The guidelines also influence several government programs so this is not an issue of merely “educating” the public, but the guidelines determine food purchasing decisions for SNAP (Supplemental Nutrition Assistance Program) and WIC (the Women Infants and Children program.)  Taxpayers are on the hook for decisions made by the DGAC. 

These guidelines translate into big money for any industry jockeying for a seal of nutritional approval from the committee. 

Who is making these decisions? Elizabeth Harrington over at Free Beacon has the scoop: 

During DGAC’s second meeting on Jan. 13, Kate Clancy, a food systems consultant and Senior Fellow in the Minnesota Institute for Sustainable Agriculture at the University of Minnesota, was brought to speak on “sustainability.”

And here is another participant:

Following the talk, Dr. Miriam Nelson, a member of the DGAC committee, thanked Clancy for her “really, really wonderful presentation.”

“I think the good news here, in my mind, is that when we look at actually the current dietary guidelines–with the exception of fish, because I think fish is an issue–really we are talking about eating more plants, fewer animals,” she said.

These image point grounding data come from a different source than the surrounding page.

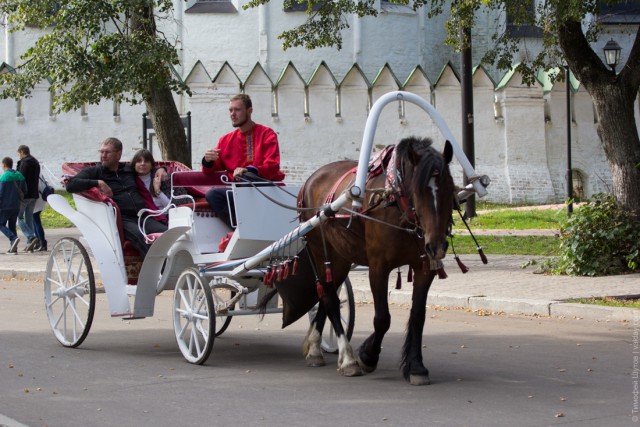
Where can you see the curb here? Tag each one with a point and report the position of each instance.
(517, 306)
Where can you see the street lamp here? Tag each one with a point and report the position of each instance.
(612, 54)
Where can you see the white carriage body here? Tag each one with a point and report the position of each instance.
(192, 239)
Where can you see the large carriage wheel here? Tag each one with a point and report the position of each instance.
(329, 342)
(220, 296)
(69, 292)
(194, 319)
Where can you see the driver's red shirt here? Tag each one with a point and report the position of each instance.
(257, 148)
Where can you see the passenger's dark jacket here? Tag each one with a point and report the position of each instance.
(29, 167)
(122, 183)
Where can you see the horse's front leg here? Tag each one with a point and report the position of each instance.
(412, 365)
(311, 348)
(347, 363)
(369, 351)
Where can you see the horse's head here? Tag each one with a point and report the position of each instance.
(428, 183)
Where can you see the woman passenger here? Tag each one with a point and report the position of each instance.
(150, 188)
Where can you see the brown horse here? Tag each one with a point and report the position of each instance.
(406, 219)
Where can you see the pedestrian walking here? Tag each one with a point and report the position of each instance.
(12, 190)
(29, 167)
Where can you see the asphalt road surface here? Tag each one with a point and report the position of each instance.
(492, 370)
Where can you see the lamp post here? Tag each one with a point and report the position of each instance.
(612, 54)
(567, 74)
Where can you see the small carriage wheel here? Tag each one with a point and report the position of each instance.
(194, 319)
(223, 320)
(69, 292)
(329, 342)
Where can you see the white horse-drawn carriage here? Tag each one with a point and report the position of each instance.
(210, 284)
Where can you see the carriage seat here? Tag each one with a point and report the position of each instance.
(132, 259)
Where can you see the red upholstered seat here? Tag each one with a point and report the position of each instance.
(132, 259)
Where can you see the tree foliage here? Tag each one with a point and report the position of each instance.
(599, 239)
(91, 50)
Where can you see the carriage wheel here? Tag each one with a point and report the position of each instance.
(220, 295)
(329, 342)
(69, 292)
(194, 318)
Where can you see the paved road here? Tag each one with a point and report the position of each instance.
(502, 285)
(497, 370)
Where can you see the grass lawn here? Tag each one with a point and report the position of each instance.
(610, 302)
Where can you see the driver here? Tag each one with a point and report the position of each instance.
(249, 153)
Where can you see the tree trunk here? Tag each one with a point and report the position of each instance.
(167, 124)
(617, 130)
(161, 106)
(613, 97)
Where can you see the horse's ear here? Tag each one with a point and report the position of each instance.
(413, 155)
(448, 152)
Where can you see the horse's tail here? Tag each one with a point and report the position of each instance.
(262, 305)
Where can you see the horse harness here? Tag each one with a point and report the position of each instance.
(384, 162)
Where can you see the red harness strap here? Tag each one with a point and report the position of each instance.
(376, 166)
(332, 192)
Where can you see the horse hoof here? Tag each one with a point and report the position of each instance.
(366, 368)
(419, 380)
(351, 371)
(315, 361)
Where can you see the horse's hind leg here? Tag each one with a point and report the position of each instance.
(311, 347)
(413, 368)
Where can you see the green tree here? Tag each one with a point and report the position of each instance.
(567, 27)
(91, 50)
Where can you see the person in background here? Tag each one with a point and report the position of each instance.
(38, 229)
(250, 153)
(11, 184)
(118, 181)
(29, 167)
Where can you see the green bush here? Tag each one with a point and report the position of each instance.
(599, 239)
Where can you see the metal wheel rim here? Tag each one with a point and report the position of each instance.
(69, 292)
(193, 317)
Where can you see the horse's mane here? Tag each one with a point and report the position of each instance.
(430, 160)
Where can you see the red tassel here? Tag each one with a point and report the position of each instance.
(463, 267)
(272, 279)
(267, 277)
(294, 269)
(287, 269)
(483, 257)
(327, 272)
(319, 289)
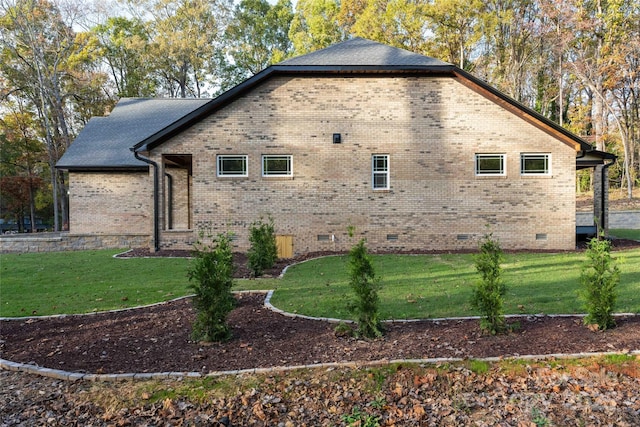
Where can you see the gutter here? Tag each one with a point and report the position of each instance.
(156, 201)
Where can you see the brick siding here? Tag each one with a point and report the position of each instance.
(110, 203)
(431, 127)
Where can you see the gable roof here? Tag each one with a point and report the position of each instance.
(364, 56)
(105, 142)
(142, 124)
(362, 52)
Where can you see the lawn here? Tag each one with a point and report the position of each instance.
(413, 286)
(625, 233)
(420, 286)
(85, 281)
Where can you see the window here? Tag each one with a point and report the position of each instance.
(380, 171)
(232, 165)
(535, 164)
(490, 164)
(277, 166)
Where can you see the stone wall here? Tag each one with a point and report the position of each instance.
(53, 242)
(431, 128)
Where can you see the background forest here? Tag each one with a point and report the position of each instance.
(576, 62)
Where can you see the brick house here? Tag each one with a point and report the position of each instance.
(412, 152)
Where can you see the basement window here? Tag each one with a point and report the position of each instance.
(535, 164)
(232, 166)
(380, 171)
(277, 165)
(490, 165)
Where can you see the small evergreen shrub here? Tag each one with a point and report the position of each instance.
(263, 252)
(365, 284)
(488, 295)
(211, 276)
(600, 277)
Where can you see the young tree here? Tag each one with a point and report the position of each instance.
(600, 277)
(263, 252)
(488, 295)
(211, 276)
(365, 284)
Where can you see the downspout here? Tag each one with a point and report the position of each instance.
(169, 200)
(156, 200)
(603, 197)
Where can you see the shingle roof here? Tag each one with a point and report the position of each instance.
(146, 123)
(362, 52)
(105, 142)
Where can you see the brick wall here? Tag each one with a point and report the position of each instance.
(57, 242)
(430, 127)
(110, 202)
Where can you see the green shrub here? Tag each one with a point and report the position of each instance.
(211, 276)
(364, 283)
(488, 295)
(599, 277)
(263, 252)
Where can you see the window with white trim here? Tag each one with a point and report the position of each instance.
(232, 165)
(490, 164)
(277, 165)
(380, 171)
(535, 163)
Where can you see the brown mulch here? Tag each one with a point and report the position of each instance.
(156, 339)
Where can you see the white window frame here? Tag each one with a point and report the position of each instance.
(271, 174)
(221, 173)
(501, 172)
(377, 172)
(535, 156)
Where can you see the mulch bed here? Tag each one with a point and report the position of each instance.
(156, 339)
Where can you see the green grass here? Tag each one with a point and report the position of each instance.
(85, 281)
(413, 286)
(625, 233)
(421, 286)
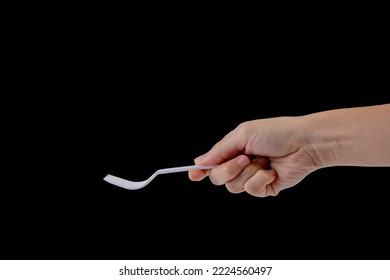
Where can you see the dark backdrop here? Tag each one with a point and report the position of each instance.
(128, 105)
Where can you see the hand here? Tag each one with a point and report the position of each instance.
(261, 157)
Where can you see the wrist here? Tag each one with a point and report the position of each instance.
(321, 143)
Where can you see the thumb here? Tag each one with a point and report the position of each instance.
(229, 147)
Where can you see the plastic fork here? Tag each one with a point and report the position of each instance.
(131, 185)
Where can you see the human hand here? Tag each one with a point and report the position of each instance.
(261, 157)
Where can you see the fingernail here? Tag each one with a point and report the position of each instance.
(242, 161)
(200, 158)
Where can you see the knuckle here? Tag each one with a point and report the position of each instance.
(234, 187)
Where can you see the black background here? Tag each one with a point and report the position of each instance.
(128, 101)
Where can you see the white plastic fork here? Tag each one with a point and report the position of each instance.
(131, 185)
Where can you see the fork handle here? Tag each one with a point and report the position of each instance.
(185, 168)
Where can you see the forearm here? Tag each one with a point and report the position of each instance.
(349, 137)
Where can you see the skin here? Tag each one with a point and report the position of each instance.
(266, 156)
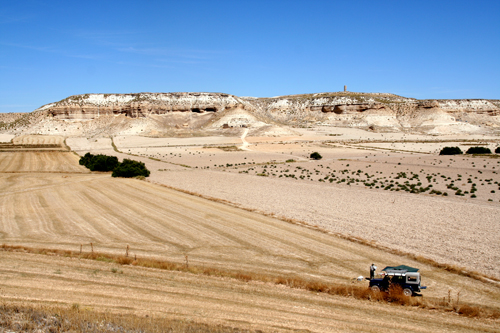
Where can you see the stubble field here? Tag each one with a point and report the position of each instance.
(58, 209)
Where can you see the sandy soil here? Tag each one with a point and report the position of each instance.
(26, 278)
(64, 210)
(433, 226)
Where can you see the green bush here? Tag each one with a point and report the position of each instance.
(129, 168)
(450, 151)
(316, 156)
(478, 150)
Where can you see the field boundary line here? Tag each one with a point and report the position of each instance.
(394, 296)
(421, 259)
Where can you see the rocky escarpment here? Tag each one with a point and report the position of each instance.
(382, 112)
(171, 114)
(91, 106)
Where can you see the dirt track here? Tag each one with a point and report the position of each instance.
(60, 209)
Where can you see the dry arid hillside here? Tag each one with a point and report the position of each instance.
(237, 228)
(195, 114)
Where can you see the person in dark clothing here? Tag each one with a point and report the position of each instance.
(373, 268)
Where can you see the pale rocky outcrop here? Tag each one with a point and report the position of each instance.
(171, 114)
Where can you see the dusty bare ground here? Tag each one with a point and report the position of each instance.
(99, 286)
(431, 225)
(61, 210)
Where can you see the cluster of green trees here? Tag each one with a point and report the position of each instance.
(127, 168)
(471, 150)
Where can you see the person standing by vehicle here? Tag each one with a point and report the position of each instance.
(373, 268)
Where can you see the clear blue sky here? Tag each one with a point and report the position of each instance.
(50, 50)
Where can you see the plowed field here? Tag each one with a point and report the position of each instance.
(64, 210)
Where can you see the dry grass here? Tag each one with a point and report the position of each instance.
(450, 268)
(32, 318)
(394, 296)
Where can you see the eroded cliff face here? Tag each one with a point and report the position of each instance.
(91, 106)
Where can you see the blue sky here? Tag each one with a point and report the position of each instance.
(50, 50)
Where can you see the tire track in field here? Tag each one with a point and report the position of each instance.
(43, 279)
(263, 242)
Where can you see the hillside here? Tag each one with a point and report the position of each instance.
(194, 114)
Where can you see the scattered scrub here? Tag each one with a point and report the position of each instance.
(128, 168)
(316, 156)
(478, 150)
(450, 151)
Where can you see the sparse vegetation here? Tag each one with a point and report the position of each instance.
(99, 162)
(450, 151)
(129, 168)
(316, 156)
(478, 150)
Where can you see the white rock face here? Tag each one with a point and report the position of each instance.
(169, 114)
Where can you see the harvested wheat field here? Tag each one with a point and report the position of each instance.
(100, 286)
(70, 209)
(418, 202)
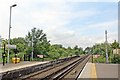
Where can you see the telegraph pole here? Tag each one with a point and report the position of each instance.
(9, 31)
(106, 46)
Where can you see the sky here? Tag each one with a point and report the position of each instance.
(66, 22)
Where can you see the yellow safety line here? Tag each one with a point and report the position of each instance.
(93, 71)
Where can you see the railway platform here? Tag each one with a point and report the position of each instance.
(23, 64)
(100, 71)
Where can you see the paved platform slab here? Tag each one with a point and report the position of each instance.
(100, 71)
(12, 66)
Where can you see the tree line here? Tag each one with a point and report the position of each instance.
(37, 41)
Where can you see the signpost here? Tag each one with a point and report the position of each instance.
(11, 46)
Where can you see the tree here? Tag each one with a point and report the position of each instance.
(115, 45)
(39, 40)
(20, 43)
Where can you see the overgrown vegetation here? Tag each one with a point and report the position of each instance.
(37, 41)
(41, 46)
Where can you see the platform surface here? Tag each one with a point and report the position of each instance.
(100, 70)
(23, 64)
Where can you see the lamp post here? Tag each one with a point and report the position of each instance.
(106, 46)
(9, 31)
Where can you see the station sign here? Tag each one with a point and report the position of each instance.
(11, 46)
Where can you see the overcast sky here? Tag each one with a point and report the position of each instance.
(66, 22)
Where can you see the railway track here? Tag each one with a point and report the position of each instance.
(67, 69)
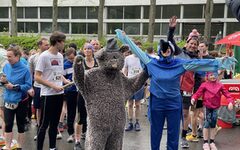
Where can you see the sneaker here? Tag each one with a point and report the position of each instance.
(184, 143)
(60, 127)
(83, 136)
(192, 138)
(14, 144)
(59, 136)
(217, 130)
(4, 148)
(199, 133)
(213, 146)
(129, 127)
(35, 138)
(70, 139)
(77, 146)
(137, 126)
(206, 146)
(26, 128)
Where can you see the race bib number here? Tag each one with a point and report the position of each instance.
(56, 76)
(11, 106)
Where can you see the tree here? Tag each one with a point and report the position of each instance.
(14, 18)
(151, 25)
(100, 19)
(208, 18)
(55, 15)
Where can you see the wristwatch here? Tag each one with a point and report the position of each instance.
(16, 87)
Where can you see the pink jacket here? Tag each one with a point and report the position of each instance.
(211, 93)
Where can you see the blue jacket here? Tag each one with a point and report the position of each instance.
(17, 74)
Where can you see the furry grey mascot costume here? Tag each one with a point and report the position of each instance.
(105, 90)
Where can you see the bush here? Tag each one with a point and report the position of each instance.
(29, 42)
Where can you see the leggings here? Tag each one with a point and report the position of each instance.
(71, 110)
(21, 112)
(82, 113)
(50, 115)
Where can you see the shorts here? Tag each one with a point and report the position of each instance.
(36, 98)
(186, 102)
(210, 118)
(199, 104)
(1, 97)
(139, 95)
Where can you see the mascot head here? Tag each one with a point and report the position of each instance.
(110, 57)
(166, 51)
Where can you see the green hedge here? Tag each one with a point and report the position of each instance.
(29, 42)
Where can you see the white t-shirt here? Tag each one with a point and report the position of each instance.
(32, 64)
(51, 67)
(133, 65)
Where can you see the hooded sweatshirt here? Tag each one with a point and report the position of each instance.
(17, 74)
(211, 93)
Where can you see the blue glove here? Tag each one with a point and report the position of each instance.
(227, 63)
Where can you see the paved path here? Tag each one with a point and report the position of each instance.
(227, 139)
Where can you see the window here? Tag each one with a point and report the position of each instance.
(111, 27)
(115, 12)
(31, 12)
(132, 12)
(79, 28)
(4, 26)
(46, 27)
(165, 27)
(146, 12)
(156, 29)
(218, 11)
(170, 10)
(187, 28)
(193, 11)
(3, 12)
(63, 27)
(230, 15)
(21, 27)
(92, 13)
(63, 12)
(92, 28)
(232, 27)
(132, 28)
(215, 28)
(20, 13)
(46, 12)
(78, 12)
(31, 27)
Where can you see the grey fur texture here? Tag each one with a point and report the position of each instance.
(105, 90)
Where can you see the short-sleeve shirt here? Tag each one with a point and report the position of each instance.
(32, 64)
(52, 69)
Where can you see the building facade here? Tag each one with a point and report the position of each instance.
(79, 17)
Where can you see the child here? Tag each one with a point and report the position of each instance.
(211, 92)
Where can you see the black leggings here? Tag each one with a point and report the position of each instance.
(51, 111)
(82, 113)
(71, 110)
(21, 112)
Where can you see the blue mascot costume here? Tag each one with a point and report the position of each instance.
(165, 72)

Nelson is DGAC’s work group lead for “Environmental Determinants of Food, Diet, and Health.” She said eating less meat could lower Americans’ carbon footprint.

Nelson is a nutrition professor at Tufts University and founder of the “Strong Women Initiative,” which seeks to drive “social change by empowering women to be agents of change in the area of nutrition, physical activity, and obesity prevention.”

So sit tight taxpayers, the new guidelines will be released in 2015. In the meantime, enjoy your meat while you can. It isn’t out of the realm of possibility that someday soon your ribeye might be slapped with a “dietary” tax.